If AC/DC were right about anything, they were right about rock n’ roll being “harder than it looks”. Playing in a band can be insanely stressful, challenging, and mind-numbing. Yet, at the end of the day, it’s been one of the most fulfilling and exciting experiences of my life, so if this sounds like fun, read on.
There are plenty of reasons to start a band. Maybe you’re inspired by the music you listen to, or maybe you’re looking to have a good time with your friends. Maybe you’re even trying to make some money on the side. In my experience, playing in a band is a great way to meet new people, bond with friends, make spare change, gain street cred (probably not), and learn teamwork skills. It’s also a decent conversation starter at ice cream socials. (Side note: as a general rule, groupies and college application fillers are bad reasons to start a band). Either way, remember that playing in a band should be a lot of fun.

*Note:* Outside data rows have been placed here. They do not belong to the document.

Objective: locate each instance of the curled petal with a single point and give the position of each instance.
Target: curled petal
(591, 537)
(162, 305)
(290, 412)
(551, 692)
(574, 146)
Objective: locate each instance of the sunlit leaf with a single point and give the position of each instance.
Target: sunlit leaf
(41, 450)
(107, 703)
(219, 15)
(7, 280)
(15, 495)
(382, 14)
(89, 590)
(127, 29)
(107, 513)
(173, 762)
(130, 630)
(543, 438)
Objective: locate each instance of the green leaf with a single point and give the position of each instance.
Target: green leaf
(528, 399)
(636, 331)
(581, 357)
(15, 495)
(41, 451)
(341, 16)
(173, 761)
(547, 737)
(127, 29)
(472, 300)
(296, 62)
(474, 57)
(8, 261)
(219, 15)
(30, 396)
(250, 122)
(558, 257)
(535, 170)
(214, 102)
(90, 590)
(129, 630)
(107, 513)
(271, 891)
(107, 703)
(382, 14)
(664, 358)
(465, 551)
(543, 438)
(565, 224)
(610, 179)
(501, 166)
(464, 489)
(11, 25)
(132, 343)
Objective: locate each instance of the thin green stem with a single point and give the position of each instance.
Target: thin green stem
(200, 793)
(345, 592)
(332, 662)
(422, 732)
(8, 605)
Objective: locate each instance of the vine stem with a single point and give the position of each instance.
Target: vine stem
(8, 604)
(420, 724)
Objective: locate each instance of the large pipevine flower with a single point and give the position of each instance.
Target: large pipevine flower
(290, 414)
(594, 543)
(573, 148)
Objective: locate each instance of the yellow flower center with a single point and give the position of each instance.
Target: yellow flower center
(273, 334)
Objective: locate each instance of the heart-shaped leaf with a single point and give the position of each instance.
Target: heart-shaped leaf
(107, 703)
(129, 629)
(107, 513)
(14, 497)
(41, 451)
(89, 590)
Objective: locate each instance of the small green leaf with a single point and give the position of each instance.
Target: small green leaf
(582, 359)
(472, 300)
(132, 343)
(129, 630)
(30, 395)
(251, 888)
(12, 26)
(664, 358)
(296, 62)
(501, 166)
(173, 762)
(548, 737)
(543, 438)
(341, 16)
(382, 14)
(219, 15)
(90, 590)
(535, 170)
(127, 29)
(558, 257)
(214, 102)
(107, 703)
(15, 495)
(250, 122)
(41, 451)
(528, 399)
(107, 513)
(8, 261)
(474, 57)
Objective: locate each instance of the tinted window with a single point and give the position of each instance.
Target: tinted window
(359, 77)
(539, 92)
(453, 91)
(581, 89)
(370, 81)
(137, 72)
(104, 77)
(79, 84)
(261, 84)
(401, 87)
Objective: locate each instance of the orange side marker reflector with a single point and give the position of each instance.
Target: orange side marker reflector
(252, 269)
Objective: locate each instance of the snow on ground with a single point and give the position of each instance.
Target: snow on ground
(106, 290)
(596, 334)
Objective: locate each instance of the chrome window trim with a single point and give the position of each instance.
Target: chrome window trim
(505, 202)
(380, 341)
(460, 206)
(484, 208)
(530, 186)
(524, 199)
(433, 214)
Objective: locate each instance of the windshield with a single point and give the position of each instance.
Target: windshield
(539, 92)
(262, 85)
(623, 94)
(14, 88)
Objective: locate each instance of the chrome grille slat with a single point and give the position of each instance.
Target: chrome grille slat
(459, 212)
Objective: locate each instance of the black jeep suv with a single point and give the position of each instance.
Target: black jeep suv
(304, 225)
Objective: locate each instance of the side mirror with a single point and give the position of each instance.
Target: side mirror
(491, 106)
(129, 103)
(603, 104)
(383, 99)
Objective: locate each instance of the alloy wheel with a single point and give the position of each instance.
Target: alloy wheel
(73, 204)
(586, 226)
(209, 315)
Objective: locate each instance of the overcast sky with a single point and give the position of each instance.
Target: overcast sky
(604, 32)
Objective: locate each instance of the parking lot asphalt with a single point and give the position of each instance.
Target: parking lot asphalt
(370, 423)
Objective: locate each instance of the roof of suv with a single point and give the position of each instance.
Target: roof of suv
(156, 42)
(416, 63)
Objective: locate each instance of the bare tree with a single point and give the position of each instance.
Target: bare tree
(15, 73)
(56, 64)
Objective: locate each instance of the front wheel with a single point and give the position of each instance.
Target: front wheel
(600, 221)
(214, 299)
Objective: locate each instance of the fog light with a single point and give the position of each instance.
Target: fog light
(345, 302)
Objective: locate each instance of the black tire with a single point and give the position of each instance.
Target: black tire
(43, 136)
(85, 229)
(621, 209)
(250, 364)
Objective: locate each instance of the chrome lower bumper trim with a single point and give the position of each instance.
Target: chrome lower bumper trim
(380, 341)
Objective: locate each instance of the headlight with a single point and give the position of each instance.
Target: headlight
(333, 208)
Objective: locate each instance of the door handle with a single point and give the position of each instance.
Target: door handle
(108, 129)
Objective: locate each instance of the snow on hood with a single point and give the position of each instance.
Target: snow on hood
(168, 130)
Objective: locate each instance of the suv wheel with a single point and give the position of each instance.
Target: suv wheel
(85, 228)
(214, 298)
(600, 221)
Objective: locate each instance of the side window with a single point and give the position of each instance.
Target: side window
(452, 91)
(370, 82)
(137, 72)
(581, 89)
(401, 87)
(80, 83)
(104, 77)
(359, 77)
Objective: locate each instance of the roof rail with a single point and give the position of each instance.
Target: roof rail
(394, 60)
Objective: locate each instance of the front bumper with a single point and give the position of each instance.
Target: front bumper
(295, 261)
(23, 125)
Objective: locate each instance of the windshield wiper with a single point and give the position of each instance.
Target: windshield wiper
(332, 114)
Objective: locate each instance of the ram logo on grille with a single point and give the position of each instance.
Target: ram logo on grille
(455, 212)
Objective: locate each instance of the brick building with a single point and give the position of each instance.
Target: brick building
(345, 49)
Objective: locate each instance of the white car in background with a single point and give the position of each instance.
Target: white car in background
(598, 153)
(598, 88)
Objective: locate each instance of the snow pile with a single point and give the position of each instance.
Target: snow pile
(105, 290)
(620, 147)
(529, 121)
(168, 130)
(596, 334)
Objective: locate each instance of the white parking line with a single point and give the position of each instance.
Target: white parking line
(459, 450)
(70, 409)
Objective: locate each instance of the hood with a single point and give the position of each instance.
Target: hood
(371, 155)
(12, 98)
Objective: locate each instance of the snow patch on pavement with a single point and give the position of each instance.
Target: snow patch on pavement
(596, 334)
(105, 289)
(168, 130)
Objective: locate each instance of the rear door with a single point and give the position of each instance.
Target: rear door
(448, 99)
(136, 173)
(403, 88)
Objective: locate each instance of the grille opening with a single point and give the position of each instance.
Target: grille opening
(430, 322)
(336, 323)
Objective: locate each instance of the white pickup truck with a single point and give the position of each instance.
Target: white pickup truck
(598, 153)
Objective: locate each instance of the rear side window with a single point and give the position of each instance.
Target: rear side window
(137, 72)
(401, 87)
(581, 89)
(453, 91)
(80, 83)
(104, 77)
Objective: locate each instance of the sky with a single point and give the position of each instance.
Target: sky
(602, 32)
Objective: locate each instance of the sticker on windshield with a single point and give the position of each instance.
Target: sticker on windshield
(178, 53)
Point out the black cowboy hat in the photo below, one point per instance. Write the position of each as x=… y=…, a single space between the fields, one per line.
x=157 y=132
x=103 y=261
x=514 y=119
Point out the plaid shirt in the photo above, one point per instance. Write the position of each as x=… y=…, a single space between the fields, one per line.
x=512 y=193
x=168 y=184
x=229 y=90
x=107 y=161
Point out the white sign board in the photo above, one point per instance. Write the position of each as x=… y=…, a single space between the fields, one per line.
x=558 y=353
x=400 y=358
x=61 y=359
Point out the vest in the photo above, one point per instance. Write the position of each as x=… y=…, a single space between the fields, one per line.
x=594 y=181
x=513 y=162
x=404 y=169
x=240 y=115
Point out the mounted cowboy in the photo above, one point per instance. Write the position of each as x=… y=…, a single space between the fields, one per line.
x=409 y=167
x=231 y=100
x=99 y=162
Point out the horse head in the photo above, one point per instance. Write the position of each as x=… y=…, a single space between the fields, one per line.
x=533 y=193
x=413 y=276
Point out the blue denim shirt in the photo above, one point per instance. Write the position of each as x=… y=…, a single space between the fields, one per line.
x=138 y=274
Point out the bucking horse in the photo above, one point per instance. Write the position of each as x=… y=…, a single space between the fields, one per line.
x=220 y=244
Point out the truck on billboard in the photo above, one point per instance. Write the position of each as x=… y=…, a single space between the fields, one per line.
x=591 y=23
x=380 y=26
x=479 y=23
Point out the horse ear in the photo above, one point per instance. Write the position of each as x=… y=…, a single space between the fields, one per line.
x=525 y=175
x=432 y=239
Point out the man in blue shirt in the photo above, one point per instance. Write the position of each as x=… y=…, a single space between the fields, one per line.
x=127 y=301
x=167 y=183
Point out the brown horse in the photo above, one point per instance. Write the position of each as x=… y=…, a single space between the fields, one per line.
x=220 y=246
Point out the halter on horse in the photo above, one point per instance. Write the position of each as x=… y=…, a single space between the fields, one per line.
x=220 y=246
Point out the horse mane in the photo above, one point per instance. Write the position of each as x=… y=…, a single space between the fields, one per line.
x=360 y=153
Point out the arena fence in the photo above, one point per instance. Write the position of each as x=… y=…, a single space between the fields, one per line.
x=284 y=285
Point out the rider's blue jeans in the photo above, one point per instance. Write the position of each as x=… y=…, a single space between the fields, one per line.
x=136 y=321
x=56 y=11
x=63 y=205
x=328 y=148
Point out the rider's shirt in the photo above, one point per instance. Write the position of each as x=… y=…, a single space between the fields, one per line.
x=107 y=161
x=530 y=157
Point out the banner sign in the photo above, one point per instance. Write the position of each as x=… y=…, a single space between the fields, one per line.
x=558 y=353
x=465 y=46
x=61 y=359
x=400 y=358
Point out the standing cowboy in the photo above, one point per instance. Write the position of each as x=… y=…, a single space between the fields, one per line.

Play music with people you don’t hate.
As you might imagine, this is a pretty important issue. My band congealed over the course of middle school, with various members drifting in and out. I learned a lot from this. While most of us intended to form a “jam-band” of sorts, our original lead singer preferred a vocal-driven pop repertoire with a “frontman” feel. Hence, although we’re all great friends, our differing opinions kept the group from playing well together. On the other hand, another old member simply couldn’t find the time to practice or make it to gigs. Suffice to say that this didn’t work out. Right now, my other band mate is my own brother, and of course, this comes with its pros and cons (White Stripes). Still, at the end of the day, the only thing that matters is that you’re making music with other people who are as excited as you are.
Try your best to not be a tyrant.
Of course, leadership is important. Do you have an individual who “leads” the band, or is the band a collective effort? If you make any money, how will you split it up? I’d say this one’s pretty simple: keep things fair. If a band member is pulling their weight, then they deserve just as much money and credit as you do. If they’re not doing their part, why are they in the band?
Now, selecting a genre of music sounds simple enough, but in actuality, it’s proven to be the cornerstone of countless band debates. Suppose you have a gig playing at the local farmer’s market. Are you going to stick to your guns and play psychedelic math rock, or play crowd-pleasers in hopes of making a profit? Fact: Beatles covers don’t break new ground. Also a fact: GY!BE covers don’t net you as many tips as Beatles songs.
What is your artistic vision?
So, what is your band vision? Do you want to create your own original material, or pay homage to other musicians? Do you want to create art in the studio or on the stage? Both? There are no wrong answers here. I recommend collaborating with all sorts of different people and just doing what you want to do. As the platitude goes, the sky’s the limit. Also, try not to pick a band name that already exists. Now, go out there and make some noise.